Monument to Diego Cera. Las PIñas, Philippines.

The Augustinian Recollect Diego Cera (Graus, Huesca, Spain, 1762 — Manila, Philippines, 1832) is a good representative of the social-evangelizing work of the Augustinian Recollects in the Philippines. His contributions to universal culture have reached our days. In this IV Centenary (1621-2021) of the Province of San Nicolás de Tolentino, his life “always on mission” and his dedication to the Filipino people encourage the missionaries of the present and the future.

Graus is the capital of the Ribagorza region, northeast of Huesca, in Aragon, Spain. Today it has little more than 3,000 inhabitants and the peculiarity of preserving the Aragonese language in its Bajorribagorzana or Grausino variant. Its Parish of Saint Michael belongs to the Diocese of Barbastro, whose headquarters are 31 kilometers from the town.

Today it could be an example of that rural and empty Spain that has received little attention from the rest of urban and cosmopolitan society, with problems of depopulation, lack of public investment, infrastructure and public services.

One of the streets of Graus bears the name of Fray Diego Cera. It is in an urbanization far from the historic center, surrounding the Baltazar Grecian Secondary Education Institute. It is no less a nod to the figure of the recollect religious, for whom wisdom and science were a fundamental part of his life project.

There is another urban road in the world dedicated to the Recollect missionary: Diego Cera Avenue in Las Piñas, in Greater Manila, which passes over the Pulang Lupa and Zapote bridges and in front of the San José parish church. Both bridges and the temple are the work of Cera.

Little Graus and huge Manila are united by someone who brought together the best of both worlds, so distant and different. The missionaries sowed —and it bore fruit— love for the Gospel, for science, for progress, for the community as a living space of solidarity, and for human dignity.

Diego was born on July 26, 1762, the son of Joaquín Cera and Francisca Badía. So far, the news we have about this family: we do not know how many there were or what they did. Parish books have not resisted the multiple wars that took place in this border area between Spain and France throughout the 18th and 19th centuries.

We do know that before becoming an Augustinian Recollect, he had already been an organist and organ builder. He made his novitiate in the convent of Barcelona and on January 30, 1787, he professed under the religious name of Fray Diego Cera de la Virgen del Carmen. He was ordained a priest in the convent of Benabarre (Huesca) and by August 1790 he resides in Zaragoza.

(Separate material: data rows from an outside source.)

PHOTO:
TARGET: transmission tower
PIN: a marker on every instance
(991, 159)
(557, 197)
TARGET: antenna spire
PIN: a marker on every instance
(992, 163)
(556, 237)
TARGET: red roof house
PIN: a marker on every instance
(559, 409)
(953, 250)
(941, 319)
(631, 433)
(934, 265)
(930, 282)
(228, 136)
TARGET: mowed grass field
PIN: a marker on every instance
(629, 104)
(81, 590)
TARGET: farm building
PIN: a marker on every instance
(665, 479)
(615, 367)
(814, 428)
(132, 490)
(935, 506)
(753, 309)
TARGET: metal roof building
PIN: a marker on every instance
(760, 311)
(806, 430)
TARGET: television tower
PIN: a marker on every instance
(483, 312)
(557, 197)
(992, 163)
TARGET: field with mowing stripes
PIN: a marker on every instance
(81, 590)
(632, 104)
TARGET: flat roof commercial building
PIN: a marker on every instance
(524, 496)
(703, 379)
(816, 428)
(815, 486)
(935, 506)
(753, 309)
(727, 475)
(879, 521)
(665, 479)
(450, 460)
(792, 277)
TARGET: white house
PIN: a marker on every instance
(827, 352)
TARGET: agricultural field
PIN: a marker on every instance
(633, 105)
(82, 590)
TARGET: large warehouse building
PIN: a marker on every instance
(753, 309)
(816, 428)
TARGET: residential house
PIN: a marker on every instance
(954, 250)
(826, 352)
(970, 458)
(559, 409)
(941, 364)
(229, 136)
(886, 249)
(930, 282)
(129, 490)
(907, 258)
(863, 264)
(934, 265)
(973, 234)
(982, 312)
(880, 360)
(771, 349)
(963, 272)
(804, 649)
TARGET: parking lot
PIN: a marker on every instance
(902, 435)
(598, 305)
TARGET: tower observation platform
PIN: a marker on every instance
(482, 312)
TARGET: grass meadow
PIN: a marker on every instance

While Cera was in Zaragoza, Provincial Commissioner Manuel de Jesús María visited the community. Under this position was the religious of the missionary Province of the Philippines of the Augustinian Recollects, called San Nicolás de Tolentino, who from time to time visited the convents of the other Provinces (Aragón, Andalucía and Castilla) looking for volunteers for the Philippine mission.

Cera affirms his missionary vocation at 28 years of age. This implied moving from his Province of Nuestra Señora del Pilar to that of San Nicolás de Tolentino and normally traveling to Asia without ever returning, as was the case with Fray Diego.

It was the 25th Recollect mission to the Philippines, led by the vice-commissioner Fray Mauro de San Agustín. On October 15, 1790, Diego left Zaragoza for Cádiz. An official of this port left a written description of our friar: “average size, blue eyes, brown hair and no beard.”

On December 3, on the ship El Águila, thirteen Recollects left for Veracruz, in Mexico, where they arrived on January 30, 1791, after 58 days of crossing the Atlantic. In the Hospicio de San Nicolás de Tolentino in Mexico City they wait for a year for the next galleon. In Acapulco they embarked on the San Andrés in February 1792, with a stopover in the Marianas—where two of their companions stayed to support the mission in Guam—and they arrived in Manila on June 5.

At almost 30 years of age, Diego begins an authentic new missionary life.